Cansada de su periplo y de respuestas negativas en cuanta farmacia, botica y
droguería visitó, decide sucumbir al mercado negro y comprar el medicamento en
los buhoneros; tiene más de una semana que no toma la medicina.
Luego de contactar
a Doris, que ademas de compañera de estudio, sabe muy bien quien vende cosas
bachaqueadas, llama al número de celular que le dio su amiga. Del otro lado
responde un señor -que vende todo lo que no hay, en el comercio formal- y Doris
le pregunta si tiene el medicamento. José -así se llama el pseudo farmaceuta-
le contesta a María y le asegura tener la medicina que busca, solo que tiene
que transferir 50 mil a la cuenta bancaria que le dicta pausadamente. María no
tiene esa cantidad y procura pedirle más tiempo para conseguir el dinero. El
bachaquero de vidas no contesta nada, solo cuelga.
Al sur del país,
en una ciudad distante, de esas que a muchos no les gusta visitar, se encuentra
Rolando, un mediano empresario dueño de dos locales comerciales de artículos
deportivos.

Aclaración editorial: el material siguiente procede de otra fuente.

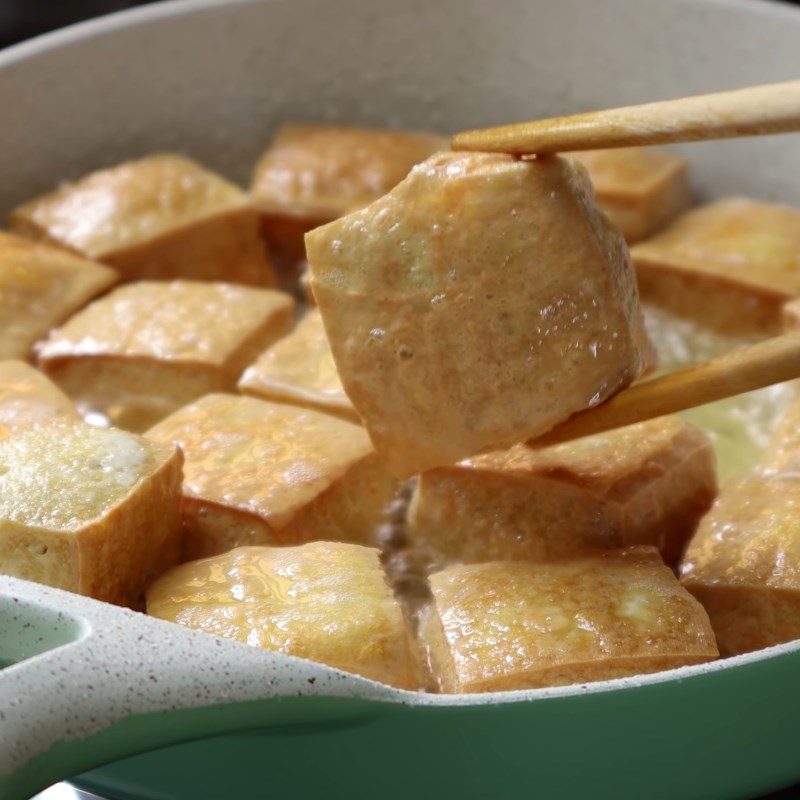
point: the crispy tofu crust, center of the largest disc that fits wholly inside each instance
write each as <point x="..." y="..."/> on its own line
<point x="28" y="398"/>
<point x="640" y="189"/>
<point x="325" y="601"/>
<point x="99" y="516"/>
<point x="645" y="484"/>
<point x="520" y="625"/>
<point x="782" y="454"/>
<point x="731" y="264"/>
<point x="150" y="347"/>
<point x="743" y="563"/>
<point x="299" y="369"/>
<point x="319" y="172"/>
<point x="264" y="473"/>
<point x="453" y="302"/>
<point x="41" y="286"/>
<point x="162" y="216"/>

Al salir de la casa donde vive, un grupo comando con pasamontañas,
armas largas y un carro último modelo, lo interceptan. -Estas secuestrado, dame
las lleves de la camioneta- fue lo único que escuchó Rolando.
Luego de darle
golpes hasta más no poder y gritarle -si te mueves te quiebro- recorren los
cajeros bancarios y sacan todo el dinero que pueden, claro en un país donde la
economía no vale nada, los límites de retiro de efectivo son ínfimos. Así que
el “Tony”, líder de la banda, decide regresar a casa de Rolando, donde están
amarrados como garantía humana, su esposa e hijos.
Al llegar,
destrozando todo lo que encuentran a su paso, le piden 30 mil dólares a
Rolando, cuota que evitará que se lleven a su hija Beatriz Olivia; solo tiene 3
años. Rolando afirma que no tiene esa cantidad de dinero y después de varios
golpes en la cara -con la culata del fusil-, el líder de la banda le pide 10
millones de Bolívares. Rolando accede a pagar la suma y pregunta cómo debe
darles el dinero. “El Tony” responde, a la par que apunta con un arma pequeña
-calibre 9 milímetros- a la pierna de la esposa de Rolando -tienes 24 horas
para llevar el dinero a esta dirección-. Drogado y lleno de resentimiento
descarga dos tiros en la pierna de Carolina. Con la sangre pisada por sus botas
militares, “El Tony” sentencia -esto es para que no te olvides que debes pagar,
güevón-.
Historias que
ocurren diariamente en ciudades distintas. Vidas geográficamente distantes -una
de la otra- pero que las une la misma calamidad; esa que se viene apoderando de
toda la sociedad venezolana desde el año 98. Tres vidas geográficas que se
multiplican a la “n” potencia en todo el país ¿Quién no conoce a Rolando,
María o Alberto? No importa el nombre que usted le ponga. Esas víctimas están
allí, silentes -posiblemente- pero reales.